This survey looks back at the defined contribution (DC) pension journey over the last 10 years, and also looks ahead to some new directions of travel. Willis Towers Watson sums up the current developments into three key areas: reacting to pension freedoms; reviewing the delivery vehicle and ensuring compliance; and a focus on member support and engagement.

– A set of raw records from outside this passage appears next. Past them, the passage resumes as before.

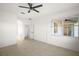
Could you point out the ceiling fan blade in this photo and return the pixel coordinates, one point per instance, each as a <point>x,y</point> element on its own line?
<point>36,10</point>
<point>30,4</point>
<point>23,7</point>
<point>29,11</point>
<point>22,13</point>
<point>38,6</point>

Survey: FTSE 350 DC Pension Scheme Survey 2018 1

Key findings

  • The majority (99 per cent) of FTSE 350 employers only offer new hires DC provision.
  • Over the past 10 years, FTSE 100 companies have increased contributions to DC arrangements four-fold, and average scheme funds under management have grown five-fold.
  • The use of Master Trusts has more than doubled from eight per cent of schemes in 2015 to 18 per cent of schemes in 2018.
  • Overall contribution rates have remained stable. For FTSE 100 companies with a matching design, the average maximum overall contribution rate is 16.8 per cent.
  • 18 per cent of companies were found to have a financial wellbeing programme in place, while 35 per cent of firms plan to introduce one within the next three years. A third of companies were also considering introducing a workplace ISA.

This is the thirteenth edition of Willis Towers Watson’s FTSE DC Pension Scheme Survey, and the fourth to include the FTSE 350. It provides a clear representation of DC pension provision in the UK and is relevant to any employer with a DC pension arrangement.